Depuis des millénaires, l’Homme a déplacé et relâché dans la nature des animaux domestiques ou captifs d’un endroit à un autre pour établir de nouvelles ressources alimentaires ou pour des raisons esthétiques et de loisirs. Des déplacements d’espèces natives au sein de leur aire de répartition ont également été réalisés pour reconstituer des stocks d’espèces chassées. Dans le Mercantour, des réintroductions d'espèces ont été réalisées pour des raisons écologiques.
Mais finalement, entre réintroduction, introduction et retour naturel d'une espèce, de quoi parle-t-on vraiment ?

 

La réintroduction

Récemment, suite à la prise de conscience de la nécessité de conserver la diversité biologique pour faire face aux extinctions d’espèces et répondre à l'enjeu de maintien des équilibres naturels, de nombreuses opérations de réintroduction ont été menées à travers le monde. La réintroduction d’espèces correspond à un essai d’implanter une espèce dans une zone qu’elle occupait autrefois, mais d’où elle a été éliminée ou d’où elle a disparu. Ces opérations souvent délicates sont encadrées par l’Union Internationale pour la Conservation de la Nature (UICN).

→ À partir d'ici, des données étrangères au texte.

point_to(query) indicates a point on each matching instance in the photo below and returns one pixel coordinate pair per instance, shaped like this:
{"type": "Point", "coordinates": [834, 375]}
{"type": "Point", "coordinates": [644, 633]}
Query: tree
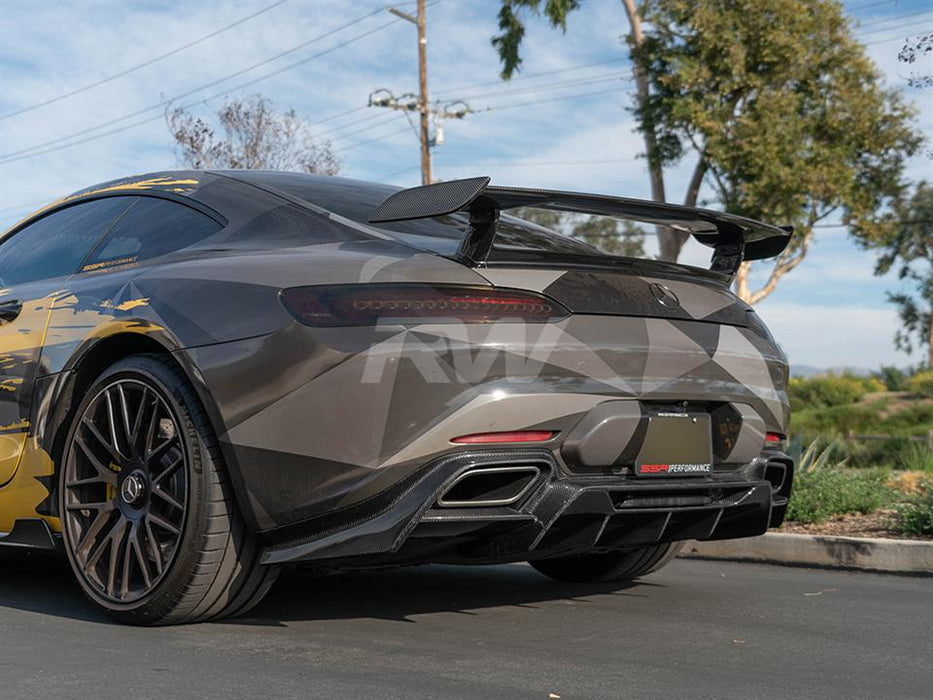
{"type": "Point", "coordinates": [785, 114]}
{"type": "Point", "coordinates": [508, 43]}
{"type": "Point", "coordinates": [612, 236]}
{"type": "Point", "coordinates": [252, 135]}
{"type": "Point", "coordinates": [914, 50]}
{"type": "Point", "coordinates": [906, 242]}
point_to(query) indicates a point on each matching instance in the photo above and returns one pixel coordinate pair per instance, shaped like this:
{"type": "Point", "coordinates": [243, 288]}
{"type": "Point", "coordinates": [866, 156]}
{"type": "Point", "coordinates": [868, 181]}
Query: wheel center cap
{"type": "Point", "coordinates": [133, 489]}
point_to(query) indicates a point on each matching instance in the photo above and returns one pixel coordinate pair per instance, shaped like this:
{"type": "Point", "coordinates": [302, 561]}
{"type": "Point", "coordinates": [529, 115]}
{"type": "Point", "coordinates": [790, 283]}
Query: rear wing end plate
{"type": "Point", "coordinates": [732, 238]}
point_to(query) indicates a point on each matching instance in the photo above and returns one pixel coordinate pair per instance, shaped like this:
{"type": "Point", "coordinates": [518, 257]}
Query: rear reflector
{"type": "Point", "coordinates": [518, 436]}
{"type": "Point", "coordinates": [368, 304]}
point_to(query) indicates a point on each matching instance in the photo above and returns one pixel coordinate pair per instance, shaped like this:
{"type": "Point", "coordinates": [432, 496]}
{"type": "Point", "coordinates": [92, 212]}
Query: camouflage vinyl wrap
{"type": "Point", "coordinates": [314, 420]}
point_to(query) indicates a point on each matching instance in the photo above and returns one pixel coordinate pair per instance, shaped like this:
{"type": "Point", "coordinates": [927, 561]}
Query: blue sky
{"type": "Point", "coordinates": [567, 129]}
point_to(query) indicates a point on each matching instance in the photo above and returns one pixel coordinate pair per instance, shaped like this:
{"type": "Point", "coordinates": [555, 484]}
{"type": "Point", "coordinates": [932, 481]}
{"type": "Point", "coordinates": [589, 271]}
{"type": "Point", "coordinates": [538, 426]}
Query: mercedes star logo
{"type": "Point", "coordinates": [664, 295]}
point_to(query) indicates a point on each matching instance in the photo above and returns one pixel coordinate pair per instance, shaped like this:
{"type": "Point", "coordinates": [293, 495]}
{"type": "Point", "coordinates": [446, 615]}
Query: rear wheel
{"type": "Point", "coordinates": [608, 566]}
{"type": "Point", "coordinates": [149, 518]}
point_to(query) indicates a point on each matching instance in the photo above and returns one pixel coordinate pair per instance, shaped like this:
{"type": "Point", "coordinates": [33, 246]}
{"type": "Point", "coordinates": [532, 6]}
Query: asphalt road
{"type": "Point", "coordinates": [695, 629]}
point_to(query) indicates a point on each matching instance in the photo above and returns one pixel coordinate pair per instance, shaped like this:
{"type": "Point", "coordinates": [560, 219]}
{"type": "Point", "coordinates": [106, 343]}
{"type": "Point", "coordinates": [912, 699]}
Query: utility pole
{"type": "Point", "coordinates": [422, 105]}
{"type": "Point", "coordinates": [423, 92]}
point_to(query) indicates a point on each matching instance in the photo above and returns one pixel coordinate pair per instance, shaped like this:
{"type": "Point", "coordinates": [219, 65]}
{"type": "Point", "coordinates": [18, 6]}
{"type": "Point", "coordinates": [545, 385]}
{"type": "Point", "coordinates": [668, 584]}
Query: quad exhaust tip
{"type": "Point", "coordinates": [490, 486]}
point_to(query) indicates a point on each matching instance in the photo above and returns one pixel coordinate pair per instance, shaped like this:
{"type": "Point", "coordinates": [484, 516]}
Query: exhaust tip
{"type": "Point", "coordinates": [491, 486]}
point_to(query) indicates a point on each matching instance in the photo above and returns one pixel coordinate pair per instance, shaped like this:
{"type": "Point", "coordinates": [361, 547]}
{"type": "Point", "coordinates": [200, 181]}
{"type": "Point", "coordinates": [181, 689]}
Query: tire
{"type": "Point", "coordinates": [609, 566]}
{"type": "Point", "coordinates": [154, 535]}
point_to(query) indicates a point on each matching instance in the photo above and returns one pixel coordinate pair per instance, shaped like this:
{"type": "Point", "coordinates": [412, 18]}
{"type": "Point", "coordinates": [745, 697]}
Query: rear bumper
{"type": "Point", "coordinates": [555, 515]}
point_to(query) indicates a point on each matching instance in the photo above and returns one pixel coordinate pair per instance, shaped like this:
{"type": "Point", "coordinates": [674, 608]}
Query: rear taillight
{"type": "Point", "coordinates": [510, 436]}
{"type": "Point", "coordinates": [773, 439]}
{"type": "Point", "coordinates": [369, 304]}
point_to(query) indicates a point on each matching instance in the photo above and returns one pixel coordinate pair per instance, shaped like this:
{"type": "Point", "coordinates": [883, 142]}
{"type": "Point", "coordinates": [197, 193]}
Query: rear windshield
{"type": "Point", "coordinates": [356, 200]}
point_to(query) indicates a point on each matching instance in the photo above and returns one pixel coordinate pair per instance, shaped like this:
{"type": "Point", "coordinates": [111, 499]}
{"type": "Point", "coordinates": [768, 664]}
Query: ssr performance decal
{"type": "Point", "coordinates": [675, 468]}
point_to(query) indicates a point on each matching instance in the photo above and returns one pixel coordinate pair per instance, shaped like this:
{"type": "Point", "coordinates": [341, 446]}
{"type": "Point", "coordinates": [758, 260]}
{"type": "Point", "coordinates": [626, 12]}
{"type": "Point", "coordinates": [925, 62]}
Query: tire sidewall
{"type": "Point", "coordinates": [170, 386]}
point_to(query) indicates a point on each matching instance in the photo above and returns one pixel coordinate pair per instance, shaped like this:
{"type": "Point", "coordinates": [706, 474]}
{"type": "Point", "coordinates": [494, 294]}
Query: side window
{"type": "Point", "coordinates": [153, 227]}
{"type": "Point", "coordinates": [55, 245]}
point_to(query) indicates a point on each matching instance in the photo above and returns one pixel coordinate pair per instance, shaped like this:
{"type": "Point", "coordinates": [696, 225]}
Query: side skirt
{"type": "Point", "coordinates": [33, 533]}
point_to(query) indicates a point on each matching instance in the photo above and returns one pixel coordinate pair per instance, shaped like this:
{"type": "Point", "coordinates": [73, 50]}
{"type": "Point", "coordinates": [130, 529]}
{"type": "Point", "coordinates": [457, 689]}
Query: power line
{"type": "Point", "coordinates": [531, 76]}
{"type": "Point", "coordinates": [899, 37]}
{"type": "Point", "coordinates": [885, 20]}
{"type": "Point", "coordinates": [553, 86]}
{"type": "Point", "coordinates": [33, 150]}
{"type": "Point", "coordinates": [144, 64]}
{"type": "Point", "coordinates": [500, 108]}
{"type": "Point", "coordinates": [11, 156]}
{"type": "Point", "coordinates": [878, 30]}
{"type": "Point", "coordinates": [869, 6]}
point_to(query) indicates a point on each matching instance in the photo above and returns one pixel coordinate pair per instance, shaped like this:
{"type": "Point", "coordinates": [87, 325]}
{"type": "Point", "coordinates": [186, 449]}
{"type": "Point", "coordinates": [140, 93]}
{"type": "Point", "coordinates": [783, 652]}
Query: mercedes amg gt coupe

Une réintroduction doit être réalisée pour rétablir dans la nature une espèce ayant disparu du milieu naturel dans son habitat et son aire de répartition naturelle antérieure. Les objectifs sont par exemple d’améliorer les chances de survie à long terme de l’espèce en favorisant les échanges entre différentes populations autrefois isolées. Ils répondent aussi à l'enjeu de restaurer ou d'améliorer les équilibres naturels, proie/prédateur par exemple. La plupart des programmes de réintroduction concernent des espèces « emblématiques » possédant un capital sympathie auprès du public, permettant de mobiliser des fonds importants. Ces espèces sont généralement de grandes tailles et longévives. Les opérations de réintroduction portent en ce sens de forts enjeux de sensibilisation du public à la préservation de la biodiversité.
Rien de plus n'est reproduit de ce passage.